Note 4: See section 4 for guidelines on how data can be shared or published for each level of data.

Note 5: NHS sexual health services (HIV, STI, sexual and reproductive health (SRH)) and laboratories reporting surveillance data.

Note 6: Commissioners of NHS sexual health services (HIV, STI and SRH) – such as local authorities and upper tier local authorities.

Note 7: Including, but not limited to, government organisations, specialist sexual health organisations (HIV, STI and SRH), academic organisations, media organisations, charities and the general public.

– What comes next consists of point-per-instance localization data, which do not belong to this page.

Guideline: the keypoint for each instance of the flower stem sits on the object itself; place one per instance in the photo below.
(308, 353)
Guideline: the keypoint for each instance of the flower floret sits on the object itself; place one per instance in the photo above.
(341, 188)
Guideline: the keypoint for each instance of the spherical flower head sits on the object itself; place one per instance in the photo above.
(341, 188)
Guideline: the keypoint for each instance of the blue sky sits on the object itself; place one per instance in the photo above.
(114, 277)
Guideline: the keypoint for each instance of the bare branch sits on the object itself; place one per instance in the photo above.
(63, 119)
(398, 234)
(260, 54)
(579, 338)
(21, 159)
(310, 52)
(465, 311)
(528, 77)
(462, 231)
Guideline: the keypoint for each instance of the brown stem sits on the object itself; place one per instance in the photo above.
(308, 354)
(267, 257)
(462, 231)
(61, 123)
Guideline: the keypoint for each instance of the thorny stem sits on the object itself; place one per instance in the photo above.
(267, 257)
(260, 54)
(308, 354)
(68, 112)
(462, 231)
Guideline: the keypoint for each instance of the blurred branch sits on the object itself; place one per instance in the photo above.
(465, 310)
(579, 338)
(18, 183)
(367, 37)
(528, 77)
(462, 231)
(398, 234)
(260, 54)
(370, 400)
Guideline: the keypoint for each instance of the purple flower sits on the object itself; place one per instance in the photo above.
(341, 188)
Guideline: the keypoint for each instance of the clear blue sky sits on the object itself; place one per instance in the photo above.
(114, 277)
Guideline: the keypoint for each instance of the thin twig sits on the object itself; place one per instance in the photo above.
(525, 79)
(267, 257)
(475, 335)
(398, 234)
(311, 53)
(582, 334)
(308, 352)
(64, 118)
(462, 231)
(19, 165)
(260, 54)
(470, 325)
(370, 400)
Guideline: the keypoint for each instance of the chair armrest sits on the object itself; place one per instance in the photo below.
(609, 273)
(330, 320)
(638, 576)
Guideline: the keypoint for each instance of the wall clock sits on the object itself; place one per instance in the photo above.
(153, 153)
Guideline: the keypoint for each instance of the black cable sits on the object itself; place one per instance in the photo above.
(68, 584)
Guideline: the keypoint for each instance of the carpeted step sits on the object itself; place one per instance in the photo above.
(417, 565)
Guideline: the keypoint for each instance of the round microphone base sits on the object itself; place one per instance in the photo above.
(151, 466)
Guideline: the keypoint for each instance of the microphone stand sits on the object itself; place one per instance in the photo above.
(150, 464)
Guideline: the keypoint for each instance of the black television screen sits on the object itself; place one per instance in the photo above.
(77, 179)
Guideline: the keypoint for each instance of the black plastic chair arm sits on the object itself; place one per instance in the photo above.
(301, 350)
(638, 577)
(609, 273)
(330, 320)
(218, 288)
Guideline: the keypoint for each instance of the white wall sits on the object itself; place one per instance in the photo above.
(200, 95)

Note 8: UKHSA many share additional data in confidence when appropriate.

3.5 Data requests

Data requests should be sent to the contact person for each surveillance system as listed in Appendix 1. Requesters will be required to complete a data request form detailing the data required and the purpose for which the data will be used.

All Freedom of Information (FOI) requests for HIV and STI data should be sent via the FOI office at UKHSA ([email protected]). The small cell size guidelines referenced in this document must also be followed for all FOI requests.

Press enquiries to BSHSH staff should be directed to the national UKHSA press office (UKHSA[email protected]). Regional UKHSA staff should direct press queries either to the UKHSA regional or national press office.

4. Data publication and sharing guidelines

Every data publication should undergo a thorough risk assessment to determine whether masking is required to prevent deductive disclosure and balance the public health benefits and risks to individuals or UKHSA. If there is any doubt whether masking is required, the data should be reviewed by the appropriate information asset owner in consultation with an Associate Caldicott Guardian. The guidelines for publishing and sharing HIV and STI data at the different levels is detailed in the sections below.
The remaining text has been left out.